# Have scratchwork. Need to finish proof of sup E = inf U

1. Sep 28, 2008

### pzzldstudent

This problem was an in-class example that became assigned as additional homework. The scratchwork was done in class, but we ran out of time to write out the formal proof.

Claim: Let E be a subset of R, E is not empty and E is bounded above. Set U = {b in R: b is an upper bound of E}. Prove that sup E = inf U.

Scratchwork:
• U is not empty because E is bounded above
• If b is an upper bound of E (i.e. b is in U), then sup E ≤ b, by the definiton of supremum. Therefore sup E is a lower bound of U.
• To show it is an infimum: if ß > (what we think is the inf) and show there is an x in U such that ß > x ≥ (what we think is the infimum)
• Let ß > sup E. Need an upper bound of E (say b*) where ß > b* ≥ sup E
• Take b* = sup E

My attempt of a writeup of a proof: Let E be a subset of R, E is not empty, and E is bounded above. U is not empty because E is bounded above. If U is the set of all upper bounds, there is an element b that is an upper bound of E (i.e. b in U).
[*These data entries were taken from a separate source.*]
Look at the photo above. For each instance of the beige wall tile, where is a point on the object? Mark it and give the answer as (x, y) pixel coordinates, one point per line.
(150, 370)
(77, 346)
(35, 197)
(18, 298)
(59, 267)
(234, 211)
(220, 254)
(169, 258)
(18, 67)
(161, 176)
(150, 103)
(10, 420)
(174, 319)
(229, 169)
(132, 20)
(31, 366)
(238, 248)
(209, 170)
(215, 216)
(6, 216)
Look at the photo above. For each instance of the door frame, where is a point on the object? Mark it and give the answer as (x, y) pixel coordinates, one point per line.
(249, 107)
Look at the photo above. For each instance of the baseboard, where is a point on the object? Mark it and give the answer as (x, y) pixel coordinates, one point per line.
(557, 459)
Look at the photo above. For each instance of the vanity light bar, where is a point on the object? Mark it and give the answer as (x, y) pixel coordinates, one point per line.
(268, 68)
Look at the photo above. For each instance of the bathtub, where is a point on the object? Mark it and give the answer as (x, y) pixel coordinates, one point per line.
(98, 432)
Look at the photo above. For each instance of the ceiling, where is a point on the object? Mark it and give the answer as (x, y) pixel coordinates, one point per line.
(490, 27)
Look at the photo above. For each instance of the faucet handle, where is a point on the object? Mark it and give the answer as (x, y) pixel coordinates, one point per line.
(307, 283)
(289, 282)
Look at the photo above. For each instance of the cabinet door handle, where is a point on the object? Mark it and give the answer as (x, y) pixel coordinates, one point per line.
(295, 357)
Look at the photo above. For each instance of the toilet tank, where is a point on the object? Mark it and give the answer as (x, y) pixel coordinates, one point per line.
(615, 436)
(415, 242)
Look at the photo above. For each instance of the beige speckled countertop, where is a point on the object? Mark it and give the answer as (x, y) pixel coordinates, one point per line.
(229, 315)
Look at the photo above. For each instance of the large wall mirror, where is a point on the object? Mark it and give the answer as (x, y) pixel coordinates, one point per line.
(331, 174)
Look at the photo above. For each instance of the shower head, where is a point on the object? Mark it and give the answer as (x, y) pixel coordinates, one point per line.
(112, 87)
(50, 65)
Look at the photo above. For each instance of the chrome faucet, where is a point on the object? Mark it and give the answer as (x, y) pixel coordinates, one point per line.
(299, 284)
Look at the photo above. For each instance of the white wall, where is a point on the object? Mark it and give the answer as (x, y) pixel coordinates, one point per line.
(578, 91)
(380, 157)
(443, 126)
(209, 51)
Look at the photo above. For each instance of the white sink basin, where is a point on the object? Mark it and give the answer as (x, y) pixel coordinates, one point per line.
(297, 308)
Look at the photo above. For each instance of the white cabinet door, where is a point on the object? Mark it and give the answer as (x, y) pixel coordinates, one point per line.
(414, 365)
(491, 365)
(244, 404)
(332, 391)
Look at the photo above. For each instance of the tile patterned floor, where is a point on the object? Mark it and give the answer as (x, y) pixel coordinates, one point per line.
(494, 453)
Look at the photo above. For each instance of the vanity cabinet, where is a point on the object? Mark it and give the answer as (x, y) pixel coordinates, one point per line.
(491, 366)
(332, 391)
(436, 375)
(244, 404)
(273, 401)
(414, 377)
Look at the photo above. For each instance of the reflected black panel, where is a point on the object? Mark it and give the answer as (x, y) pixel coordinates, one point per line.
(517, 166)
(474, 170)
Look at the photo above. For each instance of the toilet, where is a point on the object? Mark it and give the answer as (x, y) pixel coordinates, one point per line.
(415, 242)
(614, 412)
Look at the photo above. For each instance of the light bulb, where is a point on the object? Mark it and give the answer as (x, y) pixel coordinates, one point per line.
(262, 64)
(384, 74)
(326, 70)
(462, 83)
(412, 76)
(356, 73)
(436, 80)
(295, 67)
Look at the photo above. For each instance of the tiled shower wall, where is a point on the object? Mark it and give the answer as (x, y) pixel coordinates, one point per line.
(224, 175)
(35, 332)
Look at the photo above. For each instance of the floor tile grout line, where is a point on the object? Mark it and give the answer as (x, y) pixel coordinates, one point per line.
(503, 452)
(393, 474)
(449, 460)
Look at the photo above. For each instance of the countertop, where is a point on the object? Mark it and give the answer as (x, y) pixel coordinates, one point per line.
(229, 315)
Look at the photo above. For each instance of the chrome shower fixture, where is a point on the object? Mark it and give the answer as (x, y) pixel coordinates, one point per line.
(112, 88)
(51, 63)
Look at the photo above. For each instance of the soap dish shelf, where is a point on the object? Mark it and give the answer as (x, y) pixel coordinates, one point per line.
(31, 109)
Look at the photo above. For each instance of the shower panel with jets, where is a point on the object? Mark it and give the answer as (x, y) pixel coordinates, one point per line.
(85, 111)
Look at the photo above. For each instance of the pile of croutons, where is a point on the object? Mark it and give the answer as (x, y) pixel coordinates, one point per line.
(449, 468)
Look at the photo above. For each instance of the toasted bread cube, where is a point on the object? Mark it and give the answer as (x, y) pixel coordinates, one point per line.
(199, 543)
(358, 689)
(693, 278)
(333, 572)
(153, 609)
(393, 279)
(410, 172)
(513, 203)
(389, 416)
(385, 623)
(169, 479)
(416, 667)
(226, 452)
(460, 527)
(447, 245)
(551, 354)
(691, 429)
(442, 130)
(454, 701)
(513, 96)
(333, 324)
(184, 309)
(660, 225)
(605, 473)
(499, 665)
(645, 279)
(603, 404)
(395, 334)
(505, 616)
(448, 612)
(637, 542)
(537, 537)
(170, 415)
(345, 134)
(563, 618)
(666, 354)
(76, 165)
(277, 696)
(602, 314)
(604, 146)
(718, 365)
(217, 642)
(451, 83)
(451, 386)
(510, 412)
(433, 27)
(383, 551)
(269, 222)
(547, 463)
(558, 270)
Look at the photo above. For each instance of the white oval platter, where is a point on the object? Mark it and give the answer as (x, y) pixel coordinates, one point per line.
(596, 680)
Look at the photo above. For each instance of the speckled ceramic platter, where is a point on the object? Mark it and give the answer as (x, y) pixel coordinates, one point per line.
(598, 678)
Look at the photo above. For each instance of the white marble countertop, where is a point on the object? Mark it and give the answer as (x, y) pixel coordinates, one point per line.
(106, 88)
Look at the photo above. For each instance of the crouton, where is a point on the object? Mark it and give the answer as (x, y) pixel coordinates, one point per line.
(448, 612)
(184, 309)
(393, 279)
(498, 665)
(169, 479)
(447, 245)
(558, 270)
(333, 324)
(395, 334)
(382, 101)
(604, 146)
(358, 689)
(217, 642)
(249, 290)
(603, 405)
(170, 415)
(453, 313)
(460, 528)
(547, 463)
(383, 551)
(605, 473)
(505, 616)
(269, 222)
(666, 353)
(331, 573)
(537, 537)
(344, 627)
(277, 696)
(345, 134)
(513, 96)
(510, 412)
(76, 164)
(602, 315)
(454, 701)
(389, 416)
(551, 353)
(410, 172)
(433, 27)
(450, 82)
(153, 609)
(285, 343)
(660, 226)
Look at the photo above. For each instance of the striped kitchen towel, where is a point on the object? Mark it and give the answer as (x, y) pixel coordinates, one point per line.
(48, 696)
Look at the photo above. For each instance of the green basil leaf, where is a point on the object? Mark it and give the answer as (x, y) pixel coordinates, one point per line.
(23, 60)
Then sup E ≤ b by the definition of supremum. Therefore, sup E is a lower bound of U. Let ß > sup E. We need an upper bound of E (say b*) where ß > b* ≥ sup E. Take b* = sup E. Then by the definition of infimum, sup E = inf U.

Is that even close to a decent proof? This class is really killing me. :|
Any help at all is greatly appreciated.